Anyone reading Sigmund Freud's original works might well be seduced by the beauty of his prose, the elegance of his arguments and the acuity of his intuition. But those with a grounding in science will also be shocked by the abandon with which he elaborated his theories on the basis of essentially no empirical evidence. This is one of the main reasons why Freudian-style psychoanalysis has long since fallen out of fashion: its huge expense — treatment can stretch over years — is not balanced by evidence of efficacy.

Clinical psychology at least has its roots in experimentation, but it is drifting away from science. Concerns about cost–benefit issues are growing, especially in the United States. According to a damning report published last week (T. B. Baker et al. Psychol. Sci. Public Interest 9, 67–103; 2008), an alarmingly high proportion of practitioners consider scientific evidence to be less important than their personal — that is, subjective — clinical experience.

There is a moral imperative to turn psychology into a robust and valued science.

The irony is that, during the past 20 years, science has made great strides in directions that could support clinical psychology — in neuroimaging, for example, as well as molecular and behavioural genetics, and cognitive neuroscience. Numerous psychological interventions have been proved to be both effective and relatively cheap. Yet many psychologists continue to use unproven therapies that have no clear outcome measures — including, in extreme cases, such highly suspect regimens as 'dolphin-assisted therapy'.
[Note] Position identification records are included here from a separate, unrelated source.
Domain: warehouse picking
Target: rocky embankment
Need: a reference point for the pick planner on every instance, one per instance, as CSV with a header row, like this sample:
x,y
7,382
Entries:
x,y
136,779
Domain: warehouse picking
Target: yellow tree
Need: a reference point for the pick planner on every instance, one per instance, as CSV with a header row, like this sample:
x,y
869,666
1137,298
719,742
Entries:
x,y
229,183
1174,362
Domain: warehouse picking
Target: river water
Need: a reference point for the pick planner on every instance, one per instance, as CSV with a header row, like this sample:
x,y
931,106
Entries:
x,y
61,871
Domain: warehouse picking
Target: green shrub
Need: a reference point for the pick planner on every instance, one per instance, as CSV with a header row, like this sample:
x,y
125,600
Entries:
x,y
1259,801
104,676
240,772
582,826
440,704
The situation has created tensions within the American Psychological Association (APA), the body that accredits the courses leading to qualification for a clinical psychologist to practise in the United States and Canada. The APA requires that such courses have a scientific component, but it does not require that science be as central as some members would like. In frustration, representatives of some two-dozen top research-focused graduate-training programmes grouped together in 1994 to form the Academy of Psychological Clinical Science (APCS), with a mission to promote scientific psychology.
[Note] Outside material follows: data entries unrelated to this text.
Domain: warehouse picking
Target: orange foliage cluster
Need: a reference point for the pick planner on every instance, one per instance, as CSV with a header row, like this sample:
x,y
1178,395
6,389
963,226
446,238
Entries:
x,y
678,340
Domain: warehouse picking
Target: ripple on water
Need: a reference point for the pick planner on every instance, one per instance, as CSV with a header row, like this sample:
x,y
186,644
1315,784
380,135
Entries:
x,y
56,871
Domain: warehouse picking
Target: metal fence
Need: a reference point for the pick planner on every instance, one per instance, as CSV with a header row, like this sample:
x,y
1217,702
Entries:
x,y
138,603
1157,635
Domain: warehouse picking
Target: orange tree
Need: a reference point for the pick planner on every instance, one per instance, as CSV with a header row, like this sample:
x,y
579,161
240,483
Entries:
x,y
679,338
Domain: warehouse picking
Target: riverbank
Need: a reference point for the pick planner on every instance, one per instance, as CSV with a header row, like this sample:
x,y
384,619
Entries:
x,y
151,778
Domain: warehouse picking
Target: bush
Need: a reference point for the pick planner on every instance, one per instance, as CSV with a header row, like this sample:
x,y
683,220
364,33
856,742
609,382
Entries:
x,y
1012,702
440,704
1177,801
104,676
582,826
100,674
The APCS effort has not been enough to change attitudes among all practitioners. But, in the United States, political pressure for change is building rapidly. The debates swirling around health-care reform have made it clear that key decision-makers expect medical caregivers to justify their therapies in terms of proven cost-effectiveness. If clinical psychologists cannot do this plausibly, they will be marginalized.
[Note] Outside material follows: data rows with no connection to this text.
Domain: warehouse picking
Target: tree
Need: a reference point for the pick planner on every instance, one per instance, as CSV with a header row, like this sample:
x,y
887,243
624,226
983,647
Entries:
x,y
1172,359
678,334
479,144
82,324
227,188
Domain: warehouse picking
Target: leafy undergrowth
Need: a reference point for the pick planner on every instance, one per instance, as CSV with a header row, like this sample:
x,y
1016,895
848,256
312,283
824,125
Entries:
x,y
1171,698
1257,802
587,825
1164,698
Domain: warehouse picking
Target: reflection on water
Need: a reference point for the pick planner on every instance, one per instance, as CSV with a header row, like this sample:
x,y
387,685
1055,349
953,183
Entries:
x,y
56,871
A quick and effective way to break this impasse would be to create a US version of the system that transformed clinical psychology (and medical practice generally) in England and Wales. There, the National Institute for Health and Clinical Excellence (NICE) evaluates therapies for evidence of efficacy, and approves the ones to be covered by the state health system (see Nature 461, 336–339; 2009). Private health insurers are influenced by NICE's decisions, and any clinical psychologist wishing to offer dolphin-assisted therapy in Britain will be hard-pushed to find patients.

For many opponents of health-care reform in the United States, however, NICE represents the epitome of big-government intrusion into individual freedom of choice; it remains to be seen whether such a body can ever be created in America. Still, as Baker et al. point out, interested US psychologists could take matters into their own hands by establishing a new accreditation system for scientifically trained psychologists in parallel with the APA system.

The APCS is well-positioned to take such a step. But whoever takes it should do so soon. Unmet mental-health needs are massive and growing: the number of Americans receiving mental-health care has almost doubled in the past 20 years. There is a moral imperative to turn the craft of psychology — in danger of falling, Freud-like, out of fashion — into a robust and valued science informed by the best available research and economic evidence.